Sinds 10 november 2022 maakt de wet het mogelijk om een flexibele werkregeling aan te vragen voor werkgevers en werknemers waarop de collectieve arbeidsovereenkomst nr. 162 niet van toepassing is. Die wettelijke bepalingen betreffen de contractuele werknemers uit de openbare sector.


Op 31 oktober 2022 verscheen de wet tot gedeeltelijke omzetting van de Europese Richtlijn van 20 juni 2019 betreffende het evenwicht tussen werk en privéleven voor ouders en mantelzorgers in het Belgisch Staatsblad. Hoofdstuk 6 van deze wet gaat over het recht om een flexibele werkregeling aan te vragen.

Het toepassingsgebied van dit hoofdstuk in de wet is echter beperkt: het is niet van toepassing op werkgevers en werknemers verbonden door een arbeidsovereenkomst die vallen onder het toepassingsgebied van de collectieve arbeidsovereenkomst nr. 162.

Voor de privésector is het dus de collectieve arbeidsovereenkomst gesloten in de Nationale Arbeidsraad die van toepassing is en die de wettelijke regeling vervangt. 

De werkgevers in de privésector kunnen ons artikel van 14 oktober 2022 raadplegen.

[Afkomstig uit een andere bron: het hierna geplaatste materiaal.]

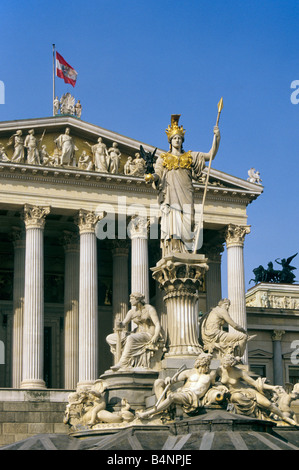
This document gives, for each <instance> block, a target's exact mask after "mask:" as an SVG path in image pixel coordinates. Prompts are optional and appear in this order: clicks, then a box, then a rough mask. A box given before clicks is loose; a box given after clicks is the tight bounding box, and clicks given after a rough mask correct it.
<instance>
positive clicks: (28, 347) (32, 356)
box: [21, 204, 50, 389]
mask: <svg viewBox="0 0 299 470" xmlns="http://www.w3.org/2000/svg"><path fill="white" fill-rule="evenodd" d="M49 212H50V207H39V206H31V205H29V204H25V206H24V221H25V226H26V256H25V295H24V327H23V331H24V335H23V379H22V382H21V388H30V389H43V388H45V382H44V377H43V372H44V371H43V366H44V240H43V235H44V227H45V218H46V215H47V214H49Z"/></svg>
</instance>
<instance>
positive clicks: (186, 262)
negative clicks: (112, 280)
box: [151, 255, 208, 357]
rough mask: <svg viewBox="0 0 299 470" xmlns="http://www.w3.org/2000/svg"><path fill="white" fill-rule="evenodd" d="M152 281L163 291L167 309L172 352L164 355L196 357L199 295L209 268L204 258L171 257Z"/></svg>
mask: <svg viewBox="0 0 299 470" xmlns="http://www.w3.org/2000/svg"><path fill="white" fill-rule="evenodd" d="M151 269H152V271H153V278H154V279H155V280H156V281H157V282H158V283H159V285H160V287H161V289H163V291H164V293H165V296H164V301H165V304H166V309H167V335H168V340H169V350H168V352H167V353H166V355H165V356H167V357H171V356H172V357H174V356H196V355H197V354H199V352H200V350H201V348H200V345H199V343H198V333H199V331H198V307H197V300H198V292H199V290H200V289H201V288H202V284H203V279H204V275H205V272H206V270H207V269H208V266H207V264H206V259H205V258H204V256H203V255H197V256H196V257H194V258H192V257H191V258H190V257H188V256H186V257H185V260H184V259H183V258H182V257H176V256H175V255H173V256H168V257H166V258H163V259H162V261H161V263H159V264H158V265H157V266H155V267H154V268H151Z"/></svg>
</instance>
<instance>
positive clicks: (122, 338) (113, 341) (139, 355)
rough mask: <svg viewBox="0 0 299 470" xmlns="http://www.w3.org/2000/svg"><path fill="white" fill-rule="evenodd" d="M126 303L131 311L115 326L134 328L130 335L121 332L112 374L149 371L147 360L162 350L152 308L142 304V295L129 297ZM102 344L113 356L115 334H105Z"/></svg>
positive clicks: (120, 327) (160, 328)
mask: <svg viewBox="0 0 299 470" xmlns="http://www.w3.org/2000/svg"><path fill="white" fill-rule="evenodd" d="M130 302H131V305H132V308H131V310H129V311H128V313H127V315H126V317H125V319H124V320H123V321H122V322H119V325H118V326H119V327H120V328H124V327H125V326H126V325H128V324H130V323H131V322H134V323H135V324H136V325H137V326H136V328H135V329H134V330H133V331H132V332H128V331H122V333H121V335H120V342H121V347H122V352H121V357H120V360H119V362H118V363H117V364H115V365H114V366H112V367H111V369H112V370H114V371H116V370H118V369H129V368H132V367H144V368H151V358H152V357H153V356H154V355H155V353H156V352H159V351H162V348H163V346H164V341H163V333H162V329H161V324H160V321H159V317H158V314H157V312H156V310H155V308H154V307H152V306H151V305H149V304H146V303H145V300H144V295H142V294H139V293H133V294H131V296H130ZM106 341H107V343H108V344H109V345H110V348H111V351H112V352H113V353H115V351H116V345H117V341H118V334H117V333H112V334H110V335H108V336H107V338H106Z"/></svg>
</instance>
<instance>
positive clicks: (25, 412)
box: [0, 401, 68, 446]
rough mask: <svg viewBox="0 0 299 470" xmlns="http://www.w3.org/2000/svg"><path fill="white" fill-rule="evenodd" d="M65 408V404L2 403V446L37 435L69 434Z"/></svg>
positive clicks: (0, 435)
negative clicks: (39, 434)
mask: <svg viewBox="0 0 299 470" xmlns="http://www.w3.org/2000/svg"><path fill="white" fill-rule="evenodd" d="M65 407H66V403H65V402H48V401H1V402H0V446H4V445H7V444H12V443H14V442H17V441H20V440H23V439H27V438H30V437H32V436H35V435H37V434H49V433H50V434H68V426H66V425H65V424H63V417H64V412H65Z"/></svg>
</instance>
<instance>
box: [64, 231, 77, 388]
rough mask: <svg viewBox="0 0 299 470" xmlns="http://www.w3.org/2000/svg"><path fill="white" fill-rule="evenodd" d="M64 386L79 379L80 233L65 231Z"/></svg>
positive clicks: (64, 235)
mask: <svg viewBox="0 0 299 470" xmlns="http://www.w3.org/2000/svg"><path fill="white" fill-rule="evenodd" d="M63 246H64V252H65V270H64V273H65V275H64V388H66V389H73V388H76V386H77V383H78V380H79V253H80V249H79V235H78V234H77V233H75V232H68V231H65V232H64V237H63Z"/></svg>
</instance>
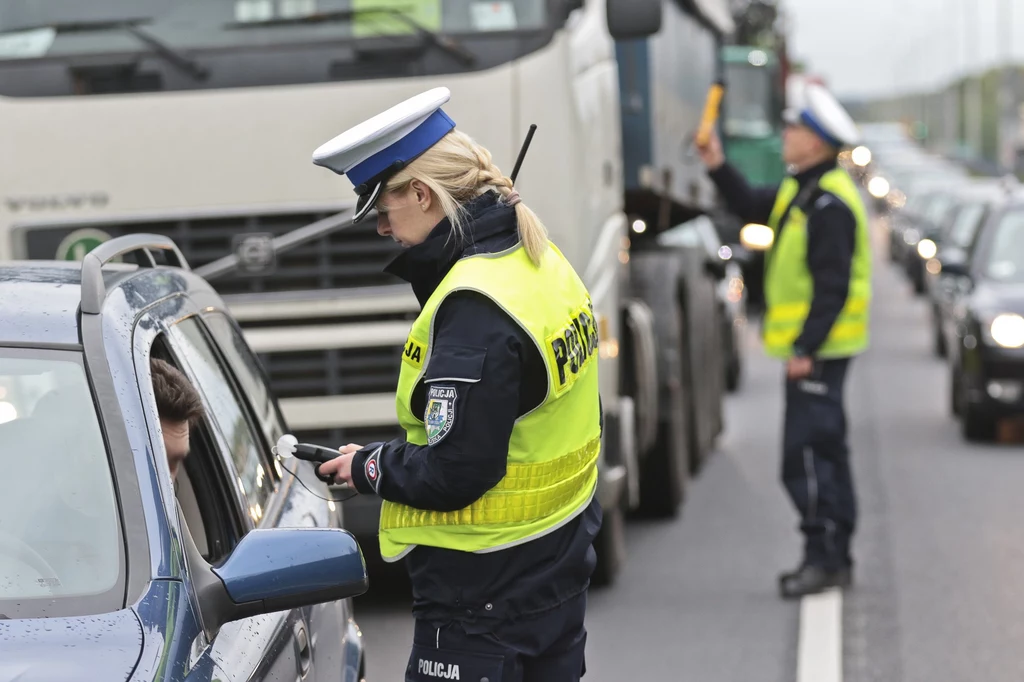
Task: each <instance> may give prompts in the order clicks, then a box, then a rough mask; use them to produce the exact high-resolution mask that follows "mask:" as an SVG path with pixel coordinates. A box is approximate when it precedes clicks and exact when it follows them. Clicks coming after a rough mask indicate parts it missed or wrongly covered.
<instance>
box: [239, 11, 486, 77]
mask: <svg viewBox="0 0 1024 682" xmlns="http://www.w3.org/2000/svg"><path fill="white" fill-rule="evenodd" d="M362 14H391V15H392V16H394V17H395V18H397V19H398V20H400V22H402V23H403V24H406V25H407V26H409V27H410V28H411V29H413V30H414V31H416V33H418V34H419V35H420V36H421V37H422V38H423V39H424V40H426V41H427V42H428V43H430V44H431V45H434V46H436V47H439V48H440V49H442V50H444V51H445V52H447V53H449V54H451V55H452V56H454V57H455V58H457V59H458V60H459V61H461V62H462V63H464V65H466V66H467V67H471V66H473V65H474V63H475V62H476V55H475V54H473V53H472V52H471V51H469V50H468V49H466V47H465V46H464V45H463V44H462V43H460V42H459V41H457V40H455V39H453V38H449V37H446V36H442V35H440V34H438V33H437V32H436V31H431V30H430V29H428V28H427V27H425V26H423V25H422V24H420V23H419V22H417V20H416V19H414V18H413V17H412V16H409V15H408V14H406V13H404V12H403V11H401V10H400V9H396V8H394V7H380V8H374V7H361V8H359V9H339V10H336V11H329V12H317V13H313V14H306V15H303V16H290V17H283V18H272V19H263V20H260V22H231V23H228V24H225V25H224V27H223V28H225V29H260V28H267V27H275V26H301V25H308V24H332V23H338V22H351V20H353V19H354V18H355V17H357V16H359V15H362Z"/></svg>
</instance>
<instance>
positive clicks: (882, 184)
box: [867, 175, 890, 199]
mask: <svg viewBox="0 0 1024 682" xmlns="http://www.w3.org/2000/svg"><path fill="white" fill-rule="evenodd" d="M889 189H890V185H889V180H887V179H886V178H884V177H882V176H881V175H876V176H874V177H872V178H871V181H870V182H868V183H867V191H868V194H869V195H871V197H874V198H876V199H885V198H886V196H887V195H888V194H889Z"/></svg>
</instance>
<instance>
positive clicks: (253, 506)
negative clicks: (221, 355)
mask: <svg viewBox="0 0 1024 682" xmlns="http://www.w3.org/2000/svg"><path fill="white" fill-rule="evenodd" d="M171 334H172V338H173V341H174V344H175V346H176V347H177V348H178V349H179V350H180V352H181V353H182V354H183V355H184V358H185V361H187V363H188V365H189V366H190V367H191V368H193V371H194V372H195V373H196V378H197V383H198V385H199V389H200V390H201V391H202V392H203V394H204V395H205V396H206V398H207V403H208V404H209V407H210V412H211V413H212V415H211V416H212V419H213V421H214V422H215V423H216V424H217V427H218V428H219V429H220V432H221V433H222V434H223V435H224V438H225V439H226V440H227V443H228V447H229V449H230V460H231V463H232V464H233V465H234V473H236V474H237V476H238V482H239V484H240V485H241V486H242V492H243V494H244V495H245V497H246V501H247V504H248V506H249V508H248V509H247V513H248V514H249V516H250V517H251V518H252V519H253V522H254V523H257V524H258V523H259V521H260V519H261V518H262V517H263V512H264V510H265V509H266V506H267V501H268V500H269V498H270V495H271V494H272V492H273V484H272V483H271V479H270V475H271V474H270V473H269V470H270V467H269V466H268V463H267V461H266V460H265V458H264V455H263V452H264V449H263V447H262V444H261V441H260V436H259V435H258V434H257V433H256V432H255V431H253V429H252V427H251V426H250V423H249V420H248V419H247V418H246V414H245V409H244V408H243V402H242V399H241V398H240V396H239V395H238V394H237V393H236V391H234V389H233V387H232V386H231V383H230V379H229V378H228V375H227V374H226V373H225V371H224V368H223V367H222V366H221V365H220V363H219V361H218V360H217V355H216V353H215V351H214V349H213V347H212V346H211V345H210V342H209V340H208V339H207V337H206V336H205V335H204V333H203V330H202V328H201V327H200V323H199V321H198V319H197V318H196V317H187V318H185V319H183V321H181V322H180V323H178V324H176V325H175V326H174V327H172V328H171Z"/></svg>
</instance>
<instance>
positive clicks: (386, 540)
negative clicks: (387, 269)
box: [379, 245, 601, 561]
mask: <svg viewBox="0 0 1024 682" xmlns="http://www.w3.org/2000/svg"><path fill="white" fill-rule="evenodd" d="M465 290H470V291H475V292H478V293H481V294H483V295H485V296H488V297H489V298H490V299H492V300H494V301H495V302H496V303H497V304H498V305H500V306H501V307H502V308H503V309H504V310H505V311H506V312H508V313H509V314H510V315H511V316H512V317H513V318H514V319H515V321H516V322H517V323H518V324H519V325H520V326H521V327H522V328H523V329H524V330H525V331H526V332H527V333H528V334H529V336H530V338H531V339H532V340H534V342H535V343H536V344H537V346H538V348H539V349H540V350H541V353H542V355H543V356H544V360H545V365H546V367H547V370H548V394H547V396H546V398H545V400H544V401H543V402H542V403H541V404H540V406H539V407H538V408H537V409H535V410H534V411H532V412H530V413H528V414H527V415H524V416H522V417H520V418H519V420H518V421H517V422H516V424H515V426H514V428H513V430H512V437H511V439H510V442H509V452H508V464H507V470H506V475H505V477H504V478H503V479H502V480H501V481H499V482H498V484H497V485H496V486H495V487H494V488H492V489H490V491H488V492H487V493H486V494H484V495H483V497H481V498H480V499H479V500H477V501H476V502H474V503H473V504H471V505H469V506H468V507H465V508H463V509H460V510H458V511H452V512H439V511H427V510H421V509H414V508H412V507H409V506H406V505H401V504H397V503H393V502H388V501H385V502H384V503H383V506H382V508H381V516H380V532H379V540H380V548H381V555H382V556H383V558H384V559H386V560H388V561H395V560H397V559H399V558H401V557H402V556H404V555H406V554H408V553H409V552H410V551H411V550H412V549H413V548H414V547H415V546H417V545H427V546H431V547H442V548H447V549H453V550H461V551H464V552H488V551H495V550H499V549H503V548H505V547H510V546H512V545H518V544H522V543H524V542H527V541H529V540H532V539H535V538H537V537H539V536H542V535H544V534H546V532H549V531H551V530H554V529H555V528H557V527H559V526H560V525H563V524H565V523H567V522H568V521H569V520H570V519H572V518H573V517H574V516H577V515H578V514H579V513H580V512H581V511H583V509H584V508H585V507H586V506H587V505H588V504H589V503H590V501H591V499H592V498H593V496H594V493H595V491H596V486H597V458H598V454H599V452H600V446H601V426H600V403H599V397H598V382H597V354H598V336H597V325H596V321H595V317H594V310H593V304H592V303H591V300H590V294H589V293H588V292H587V289H586V287H584V285H583V282H581V280H580V278H579V276H578V275H577V273H575V271H574V270H573V269H572V267H571V265H569V263H568V261H567V260H566V259H565V257H564V256H563V255H562V254H561V252H559V251H558V249H557V248H555V247H554V246H553V245H550V246H549V249H548V250H547V252H546V253H545V254H544V257H543V259H542V261H541V265H540V266H539V267H538V266H536V265H535V264H534V263H532V262H531V261H530V259H529V257H528V256H527V255H526V252H525V250H524V249H523V248H522V246H521V245H520V246H517V247H516V248H514V249H511V250H509V251H505V252H502V253H499V254H483V255H477V256H469V257H466V258H463V259H461V260H459V261H458V262H457V263H456V264H455V266H454V267H453V268H452V270H451V271H450V272H449V274H447V275H446V276H445V278H444V279H443V280H442V281H441V283H440V285H439V286H438V287H437V289H436V291H434V293H433V294H432V295H431V296H430V298H429V300H427V302H426V304H425V305H424V306H423V310H422V311H421V312H420V315H419V316H418V317H417V318H416V322H415V323H413V328H412V332H411V333H410V336H409V340H408V341H407V344H406V349H404V352H403V354H402V363H401V372H400V374H399V378H398V389H397V394H396V409H397V414H398V422H399V423H400V424H401V426H402V428H403V429H404V430H406V438H407V440H408V441H409V442H411V443H415V444H419V445H425V444H427V432H426V429H425V426H424V421H423V415H417V414H414V413H413V410H412V398H413V389H414V388H415V387H416V385H417V383H419V381H420V379H421V377H423V376H424V373H425V371H426V369H427V367H428V366H429V365H430V351H431V341H432V338H431V337H432V334H433V318H434V313H435V311H436V310H437V308H438V306H439V305H440V304H441V302H442V301H443V300H444V299H445V298H446V297H447V296H449V295H450V294H452V293H453V292H456V291H465ZM449 383H451V385H454V386H456V388H457V390H459V391H460V392H461V391H462V390H463V388H462V387H466V388H469V389H470V390H469V392H468V394H467V396H466V397H463V396H461V395H460V396H459V397H458V398H456V404H455V410H456V414H455V419H456V420H458V419H459V418H460V417H459V414H458V410H459V402H458V400H459V399H464V400H465V399H468V400H472V399H473V397H472V390H473V388H472V385H471V384H466V383H463V384H460V382H458V381H456V382H449ZM476 390H479V388H476ZM385 475H386V472H385Z"/></svg>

De wet is enkel van toepassing op werkgevers en werknemers verbonden door een arbeidsovereenkomst die niet onderworpen zijn aan de wet van 5 december 1968 op collectieve arbeidsovereenkomsten en paritaire comités. Bijgevolg is de wet alleen van toepassing op contractuelen in de publieke sector. De wet verwijst namelijk alleen naar werknemers en werkgevers die verbonden zijn door een arbeidsovereenkomst. Aangezien statutairen niet verbonden zijn aan de werkgever door een arbeidsovereenkomst, vallen zij niet onder de wet.

De wet bepaalt dat de bepalingen van hoofdstuk 6 niet van toepassing zijn op aanvragen van werknemers die gekaderd zijn in wettelijke, reglementaire of conventionele bepalingen die voorzien in een recht op de aanpassing van het bestaande werkpatroon van de werknemer of in andere wettelijke bepalingen die voorzien in een recht om dergelijke aanpassing aan te vragen. 

1. Wie heeft het recht om een flexibele werkregeling aan te vragen?

Een werknemer die gedurende de 12 maanden die voorafgaan aan zijn aanvraag voor een flexibele werkregeling, 6 maanden door een arbeidsovereenkomst verbonden is geweest met zijn werkgever, heeft het recht om een dergelijke aanvraag in te dienen.

In het kader van uitzendarbeid wordt de gebruiker van de uitzendkracht beschouwd als werkgever.

2. Waarvoor kan de werknemer een flexibele werkregeling aanvragen?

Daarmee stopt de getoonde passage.